Implementation:InternLM Lmdeploy CudaUtils
| Knowledge Sources | |
|---|---|
| Domains | Infrastructure, CUDA_Runtime |
| Last Updated | 2026-02-07 15:00 GMT |
Overview
CUDA error-checking macros, device query utilities, debug printing functions, and a RAII device guard for safe multi-GPU programming.
Description
This header is the central CUDA utility header for TurboMind. It provides: error-checking functions and macros (check_cuda_error, sync_check_cuda_error, CUDRVCHECK) that convert CUDA runtime and cuBLAS errors into human-readable messages and abort on failure; assertion macros (FT_CHECK, FT_CHECK_WITH_INFO, FT_THROW) for runtime validation; device query functions (getSMVersion(), getSMCount(), getDeviceName(), getDevice(), getDeviceCount()); debug matrix printing via printMatrix() for various types; a div_up() ceiling-division helper; and CudaDeviceGuard, a RAII class that saves and restores the current CUDA device for safe device switching in multi-GPU scenarios. trim_default_mempool() releases unused memory from the default CUDA memory pool.
Usage
Include this header in any TurboMind source file that calls CUDA APIs.

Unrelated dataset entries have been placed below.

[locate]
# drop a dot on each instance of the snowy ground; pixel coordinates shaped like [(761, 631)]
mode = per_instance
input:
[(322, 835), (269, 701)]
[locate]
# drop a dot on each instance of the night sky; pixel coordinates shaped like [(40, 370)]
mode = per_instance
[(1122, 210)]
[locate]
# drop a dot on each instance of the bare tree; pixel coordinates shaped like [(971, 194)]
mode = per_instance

Use check_cuda_error after every CUDA call, CudaDeviceGuard when temporarily switching devices, and the SM query functions for architecture-specific dispatch.
Code Reference
Source Location
- Repository: InternLM_Lmdeploy
- File: src/turbomind/utils/cuda_utils.h
Signature
#define check_cuda_error(val) check((val), #val, __FILE__, __LINE__)
#define sync_check_cuda_error() syncAndCheck(__FILE__, __LINE__)

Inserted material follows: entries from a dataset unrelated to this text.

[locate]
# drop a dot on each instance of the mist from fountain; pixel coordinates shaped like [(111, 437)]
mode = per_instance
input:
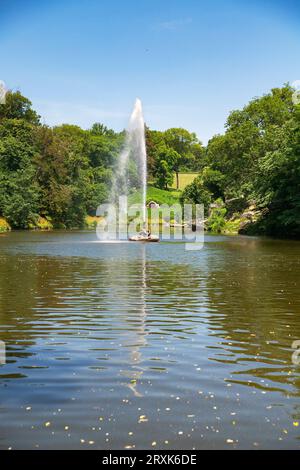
[(134, 150)]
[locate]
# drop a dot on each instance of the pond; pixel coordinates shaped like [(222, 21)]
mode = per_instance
[(125, 345)]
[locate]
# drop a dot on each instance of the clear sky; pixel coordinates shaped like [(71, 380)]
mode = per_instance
[(190, 61)]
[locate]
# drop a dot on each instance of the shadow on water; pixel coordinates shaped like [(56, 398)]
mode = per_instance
[(119, 346)]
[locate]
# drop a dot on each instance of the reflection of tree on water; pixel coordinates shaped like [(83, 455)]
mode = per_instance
[(254, 310)]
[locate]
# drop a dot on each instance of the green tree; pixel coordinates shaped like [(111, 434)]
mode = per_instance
[(18, 107), (187, 147)]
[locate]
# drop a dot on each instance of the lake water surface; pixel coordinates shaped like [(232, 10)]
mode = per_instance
[(148, 346)]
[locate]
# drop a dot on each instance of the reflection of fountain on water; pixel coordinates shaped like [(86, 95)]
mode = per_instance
[(133, 157), (139, 340)]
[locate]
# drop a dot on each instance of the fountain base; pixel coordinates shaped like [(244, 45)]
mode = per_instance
[(144, 238)]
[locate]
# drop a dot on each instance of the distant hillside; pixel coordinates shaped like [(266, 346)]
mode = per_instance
[(184, 180)]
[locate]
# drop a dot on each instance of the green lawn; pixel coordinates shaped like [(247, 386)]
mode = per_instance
[(184, 179), (158, 195)]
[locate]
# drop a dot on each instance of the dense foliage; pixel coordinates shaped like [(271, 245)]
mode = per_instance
[(63, 173)]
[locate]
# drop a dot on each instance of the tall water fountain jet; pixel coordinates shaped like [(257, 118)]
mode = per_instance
[(134, 152)]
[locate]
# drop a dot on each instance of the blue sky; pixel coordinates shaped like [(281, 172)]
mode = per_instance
[(190, 61)]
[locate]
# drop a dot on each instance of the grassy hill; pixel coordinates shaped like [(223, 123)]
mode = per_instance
[(158, 195), (184, 180)]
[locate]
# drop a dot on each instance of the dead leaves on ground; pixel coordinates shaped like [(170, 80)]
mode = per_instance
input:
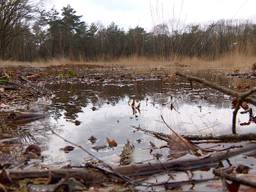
[(68, 149), (126, 156), (111, 142)]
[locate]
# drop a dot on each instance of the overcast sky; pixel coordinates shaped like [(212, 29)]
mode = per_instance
[(147, 13)]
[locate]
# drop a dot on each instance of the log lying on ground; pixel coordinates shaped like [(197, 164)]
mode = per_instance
[(182, 165), (223, 138), (136, 170), (91, 177), (239, 180), (217, 87)]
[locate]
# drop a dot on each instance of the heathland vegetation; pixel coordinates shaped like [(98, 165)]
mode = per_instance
[(30, 33)]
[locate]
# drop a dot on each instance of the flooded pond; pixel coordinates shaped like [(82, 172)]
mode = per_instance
[(104, 110)]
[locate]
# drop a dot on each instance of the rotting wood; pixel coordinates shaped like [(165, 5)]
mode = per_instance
[(223, 138), (211, 160), (136, 170), (218, 87), (239, 180), (239, 95), (176, 184)]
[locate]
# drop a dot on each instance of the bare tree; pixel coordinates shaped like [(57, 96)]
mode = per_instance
[(12, 14)]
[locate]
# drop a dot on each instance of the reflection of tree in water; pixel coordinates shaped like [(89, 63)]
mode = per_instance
[(71, 98)]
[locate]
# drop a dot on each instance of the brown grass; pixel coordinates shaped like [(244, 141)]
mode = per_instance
[(228, 63)]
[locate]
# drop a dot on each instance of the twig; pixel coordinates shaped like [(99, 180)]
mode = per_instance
[(124, 178), (172, 185), (223, 174)]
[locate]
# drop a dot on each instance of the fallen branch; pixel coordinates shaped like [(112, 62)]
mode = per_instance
[(182, 165), (223, 138), (243, 181), (110, 171), (132, 170), (220, 88), (176, 184), (240, 96)]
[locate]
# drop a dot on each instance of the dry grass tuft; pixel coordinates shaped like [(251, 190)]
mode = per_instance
[(232, 62)]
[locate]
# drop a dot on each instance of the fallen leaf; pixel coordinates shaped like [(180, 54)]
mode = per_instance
[(68, 149), (77, 123), (100, 147), (33, 149), (242, 169), (92, 139), (33, 77), (5, 178), (126, 155), (111, 143)]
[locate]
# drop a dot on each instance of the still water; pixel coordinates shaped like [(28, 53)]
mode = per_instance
[(104, 110)]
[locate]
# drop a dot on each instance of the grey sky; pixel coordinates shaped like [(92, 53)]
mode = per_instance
[(147, 13)]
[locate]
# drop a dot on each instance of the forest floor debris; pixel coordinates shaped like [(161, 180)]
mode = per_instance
[(21, 87)]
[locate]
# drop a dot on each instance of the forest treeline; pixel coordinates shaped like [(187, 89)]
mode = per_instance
[(28, 32)]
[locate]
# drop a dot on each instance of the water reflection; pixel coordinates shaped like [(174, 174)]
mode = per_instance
[(109, 110)]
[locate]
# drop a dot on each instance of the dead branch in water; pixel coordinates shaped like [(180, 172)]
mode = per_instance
[(244, 181), (223, 138), (240, 96), (135, 170), (221, 88), (211, 160), (111, 171)]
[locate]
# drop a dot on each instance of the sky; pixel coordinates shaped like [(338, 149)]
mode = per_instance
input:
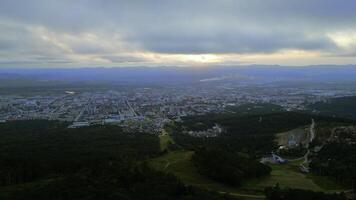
[(110, 33)]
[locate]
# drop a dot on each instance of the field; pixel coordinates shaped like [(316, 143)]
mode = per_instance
[(299, 135)]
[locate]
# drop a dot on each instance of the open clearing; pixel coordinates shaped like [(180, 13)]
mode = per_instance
[(287, 175)]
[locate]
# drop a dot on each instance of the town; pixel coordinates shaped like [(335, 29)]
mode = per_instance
[(149, 108)]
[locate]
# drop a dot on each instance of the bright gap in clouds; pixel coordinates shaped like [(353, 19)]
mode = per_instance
[(42, 33)]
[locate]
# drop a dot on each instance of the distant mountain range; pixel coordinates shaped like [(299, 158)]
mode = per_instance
[(172, 75)]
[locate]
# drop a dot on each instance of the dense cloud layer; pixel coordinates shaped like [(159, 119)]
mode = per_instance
[(115, 32)]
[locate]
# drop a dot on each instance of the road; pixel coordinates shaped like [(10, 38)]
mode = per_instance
[(311, 138)]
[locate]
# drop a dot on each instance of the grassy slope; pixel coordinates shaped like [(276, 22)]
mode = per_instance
[(288, 175)]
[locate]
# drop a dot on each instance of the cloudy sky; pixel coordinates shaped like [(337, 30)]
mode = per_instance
[(84, 33)]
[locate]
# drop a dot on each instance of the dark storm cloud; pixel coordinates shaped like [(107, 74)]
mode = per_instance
[(179, 26)]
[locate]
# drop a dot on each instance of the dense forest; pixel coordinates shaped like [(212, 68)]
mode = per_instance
[(276, 193), (228, 168), (45, 160), (253, 135), (337, 160)]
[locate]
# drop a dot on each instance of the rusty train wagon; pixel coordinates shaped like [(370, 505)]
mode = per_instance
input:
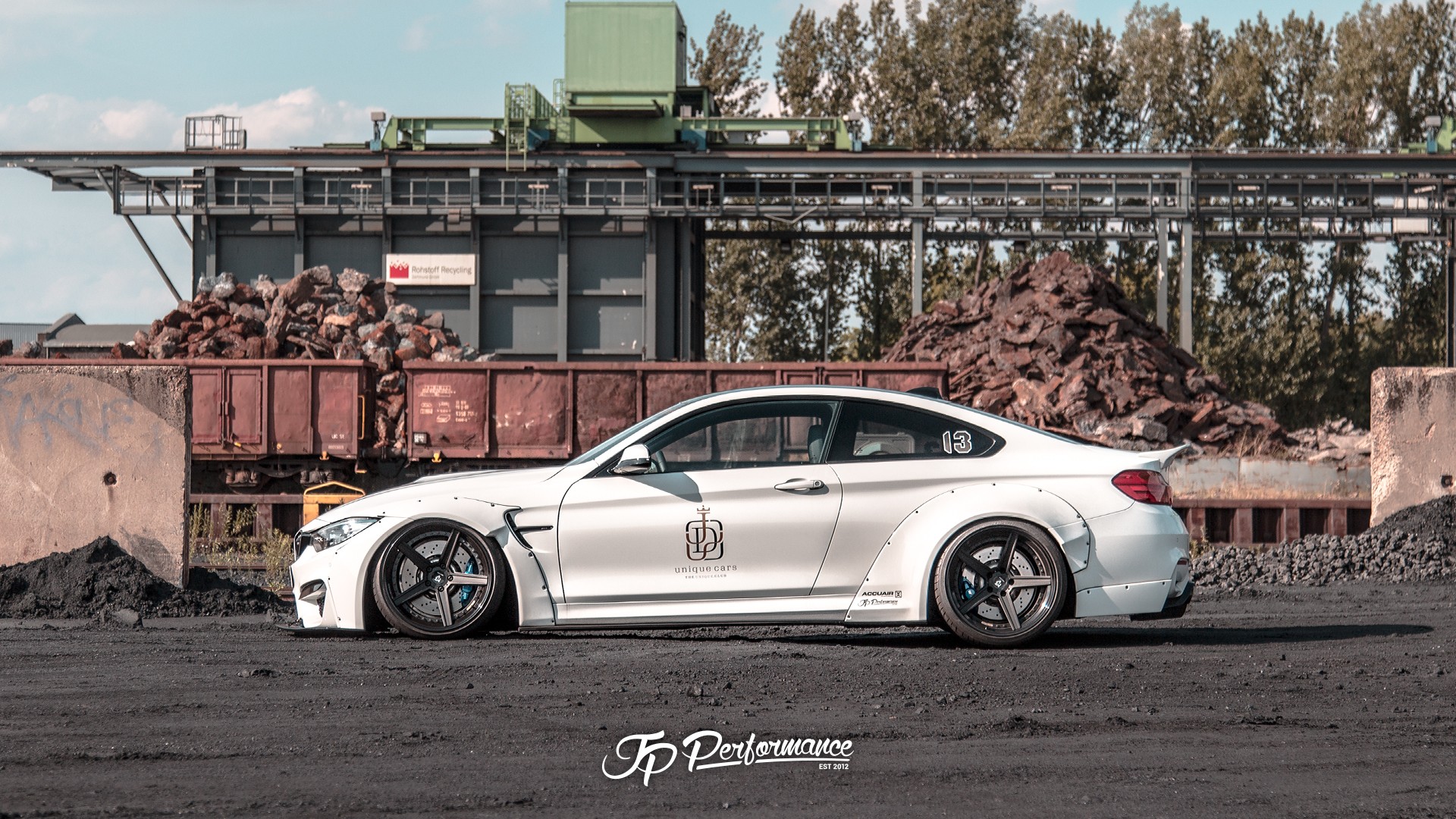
[(278, 426)]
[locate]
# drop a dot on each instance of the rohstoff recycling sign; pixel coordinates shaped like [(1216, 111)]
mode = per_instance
[(430, 268)]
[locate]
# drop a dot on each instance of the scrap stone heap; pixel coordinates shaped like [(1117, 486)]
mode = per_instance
[(313, 315), (1057, 346)]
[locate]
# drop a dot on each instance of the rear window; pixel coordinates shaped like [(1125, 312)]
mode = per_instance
[(890, 431)]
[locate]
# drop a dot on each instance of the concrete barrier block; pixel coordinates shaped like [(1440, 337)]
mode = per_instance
[(1413, 438), (91, 450)]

#define FT_CHECK(val) myAssert(bool(val), __FILE__, __LINE__)
#define FT_CHECK_WITH_INFO(val, info)
int getSMVersion();
int getSMCount();
std::string getDeviceName();
int getDevice();
int getDeviceCount();
template<class T>
inline T div_up(T a, T n);
class CudaDeviceGuard {
public:
CudaDeviceGuard(int device);
~CudaDeviceGuard();
};
void trim_default_mempool(int device_id);
template<typename T>
void printMatrix(T* ptr, int m, int k, int stride, bool is_device_ptr);
Import
#include "src/turbomind/utils/cuda_utils.h"
I/O Contract
Inputs
| Name | Type | Required | Description |
|---|---|---|---|
| val (check_cuda_error) | cudaError_t / cublasStatus_t | Yes | CUDA API return value to check |
| device (CudaDeviceGuard) | int | Yes | Target CUDA device ID to switch to |
| ptr (printMatrix) | T* | Yes | Matrix data pointer (host or device) |
| is_device_ptr | bool | Yes | Whether the pointer is on the GPU |
Outputs
| Name | Type | Description |
|---|---|---|
| getSMVersion return | int | GPU SM version (e.g., 80 for Ampere) |
| getSMCount return | int | Number of streaming multiprocessors |
| getDeviceName return | std::string | Human-readable GPU name |
Usage Examples
using namespace turbomind;
// Error-checked CUDA call
check_cuda_error(cudaMalloc(&ptr, size));
// Device guard for multi-GPU
{
CudaDeviceGuard guard(target_device);
// operations on target_device...
} // automatically restores previous device
// Check SM version for dispatch
int sm = getSMVersion();
if (sm >= 80) {
// Use Ampere-optimized path
}
// Debug print a device matrix
printMatrix(dev_ptr, rows, cols, stride, true);